I wish to create a custom pooling layer which can efficiently work on GPUs.
For instance, I have following input tensor
in = <tf.Tensor: shape=(4, 5), dtype=float32, numpy=
array([[0., 1., 2., 3., 4.],
[5., 1., 7., 3., 2.],
[9., 9., 2., 3., 5.],
[2., 6., 2., 8., 4.]], dtype=float32)>
I wish to provide a list of column numbers over which I wish to perform pooling, for instance, I wish to perform max pooling over following column indices
pool_cols =
[<tf.Tensor: shape=(2,), dtype=int32, numpy=array([0, 1], dtype=int32)>,
<tf.Tensor: shape=(3,), dtype=int32, numpy=array([2, 3, 4], dtype=int32)>]
And the resultant pooled output will look like
pooled_out = <tf.Tensor: shape=(4, 2), dtype=float32, numpy=
array([[1., 4.],
[5., 7.],
[9., 5.],
[6., 8.]], dtype=float32)>
What would be the most efficient way to do this?
IIUC, you could try something like this using only tf
operations, but I'm not sure how efficient that will be on the GPU:
import tensorflow as tf
tensor = tf.constant([[0., 1., 2., 3., 4.],
[5., 1., 7., 3., 2.],
[9., 9., 2., 3., 5.],
[2., 6., 2., 8., 4.]])
pool_cols = [tf.constant([0, 1]), tf.constant([2, 3, 4])]
def column_max_pooling(tensor, pool_cols):
results = []
tensor_shape = tf.shape(tensor)
for col in pool_cols:
col_shape = tf.shape(col)
t = tf.gather_nd(tensor, tf.transpose(tf.stack([tf.tile(tf.range(tensor_shape[0]), [col_shape[0]]), tf.repeat(col, [tensor_shape[0]])])))
t = tf.reduce_max(tf.transpose(tf.reshape(t, (col_shape[0], tensor_shape[0]))), axis=-1, keepdims=True)
results.append(t)
return tf.concat(results, axis=-1)
print(column_max_pooling(tensor, pool_cols))
tf.Tensor(
[[1. 4.]
[5. 7.]
[9. 5.]
[6. 8.]], shape=(4, 2), dtype=float32)
If you can guarantee the order of pool_cols
, you could also try using tf.math.unsorted_segment_max
:
import tensorflow as tf
tensor = tf.constant([[0., 1., 2., 3., 4.],
[5., 1., 7., 3., 2.],
[9., 9., 2., 3., 5.],
[2., 6., 2., 8., 4.]])
pool_cols = [tf.constant([0, 1]), tf.constant([2, 3, 4])]

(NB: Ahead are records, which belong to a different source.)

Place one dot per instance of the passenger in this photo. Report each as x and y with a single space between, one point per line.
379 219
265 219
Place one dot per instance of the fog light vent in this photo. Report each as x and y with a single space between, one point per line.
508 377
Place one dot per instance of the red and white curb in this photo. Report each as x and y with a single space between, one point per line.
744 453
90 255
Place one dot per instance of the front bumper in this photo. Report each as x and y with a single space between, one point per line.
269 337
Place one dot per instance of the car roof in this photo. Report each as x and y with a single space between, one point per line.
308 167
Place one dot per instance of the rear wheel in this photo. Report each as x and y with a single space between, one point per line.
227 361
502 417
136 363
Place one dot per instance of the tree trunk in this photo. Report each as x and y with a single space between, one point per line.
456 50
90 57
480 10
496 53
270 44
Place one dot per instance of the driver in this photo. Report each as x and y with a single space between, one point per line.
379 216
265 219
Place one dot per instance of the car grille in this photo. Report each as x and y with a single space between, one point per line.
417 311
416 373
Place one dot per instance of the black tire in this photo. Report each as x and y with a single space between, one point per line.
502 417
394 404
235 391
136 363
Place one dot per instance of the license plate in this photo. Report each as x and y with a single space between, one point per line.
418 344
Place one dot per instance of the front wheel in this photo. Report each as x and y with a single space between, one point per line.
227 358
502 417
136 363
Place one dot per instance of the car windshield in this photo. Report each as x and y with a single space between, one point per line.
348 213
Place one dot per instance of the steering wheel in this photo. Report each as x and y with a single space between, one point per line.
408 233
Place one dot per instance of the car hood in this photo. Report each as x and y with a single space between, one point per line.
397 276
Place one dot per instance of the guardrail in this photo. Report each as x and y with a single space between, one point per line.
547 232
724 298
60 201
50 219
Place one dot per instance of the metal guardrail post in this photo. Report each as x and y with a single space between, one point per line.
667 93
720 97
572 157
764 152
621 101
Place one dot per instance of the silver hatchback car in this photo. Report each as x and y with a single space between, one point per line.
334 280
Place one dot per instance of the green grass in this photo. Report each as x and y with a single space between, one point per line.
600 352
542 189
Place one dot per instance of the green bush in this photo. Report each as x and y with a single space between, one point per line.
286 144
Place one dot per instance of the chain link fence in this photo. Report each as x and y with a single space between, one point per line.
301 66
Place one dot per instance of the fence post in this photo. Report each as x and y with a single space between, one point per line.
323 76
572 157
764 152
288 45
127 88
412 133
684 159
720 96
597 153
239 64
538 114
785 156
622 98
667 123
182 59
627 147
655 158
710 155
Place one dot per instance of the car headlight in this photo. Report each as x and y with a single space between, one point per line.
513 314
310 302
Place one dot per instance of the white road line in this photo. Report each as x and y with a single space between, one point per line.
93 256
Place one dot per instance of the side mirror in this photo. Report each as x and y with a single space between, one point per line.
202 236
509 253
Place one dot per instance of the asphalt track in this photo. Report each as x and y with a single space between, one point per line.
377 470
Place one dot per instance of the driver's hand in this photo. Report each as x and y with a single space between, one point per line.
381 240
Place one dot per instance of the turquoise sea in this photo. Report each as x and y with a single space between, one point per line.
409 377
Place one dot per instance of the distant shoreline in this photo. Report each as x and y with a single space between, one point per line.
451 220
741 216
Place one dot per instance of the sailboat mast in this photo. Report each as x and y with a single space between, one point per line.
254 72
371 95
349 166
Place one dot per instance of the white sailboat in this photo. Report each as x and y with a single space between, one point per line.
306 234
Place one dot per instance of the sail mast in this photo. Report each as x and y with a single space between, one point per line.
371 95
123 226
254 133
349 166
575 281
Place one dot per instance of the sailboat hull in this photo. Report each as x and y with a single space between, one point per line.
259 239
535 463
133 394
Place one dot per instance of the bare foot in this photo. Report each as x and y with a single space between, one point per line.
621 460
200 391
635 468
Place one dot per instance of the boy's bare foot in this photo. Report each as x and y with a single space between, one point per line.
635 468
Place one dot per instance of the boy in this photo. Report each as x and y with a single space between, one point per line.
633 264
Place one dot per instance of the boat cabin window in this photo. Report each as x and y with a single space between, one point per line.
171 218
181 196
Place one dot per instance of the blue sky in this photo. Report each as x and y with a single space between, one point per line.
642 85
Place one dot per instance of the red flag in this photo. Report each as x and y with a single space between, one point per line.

result = tf.transpose(tf.math.unsorted_segment_max(tf.transpose(tensor), tf.concat([tf.repeat(idx, tf.shape(col)[0])for idx, col in enumerate(pool_cols)], axis=0), num_segments=len(pool_cols)))
print(result)
tf.Tensor(
[[1. 4.]
[5. 7.]
[9. 5.]
[6. 8.]], shape=(4, 2), dtype=float32)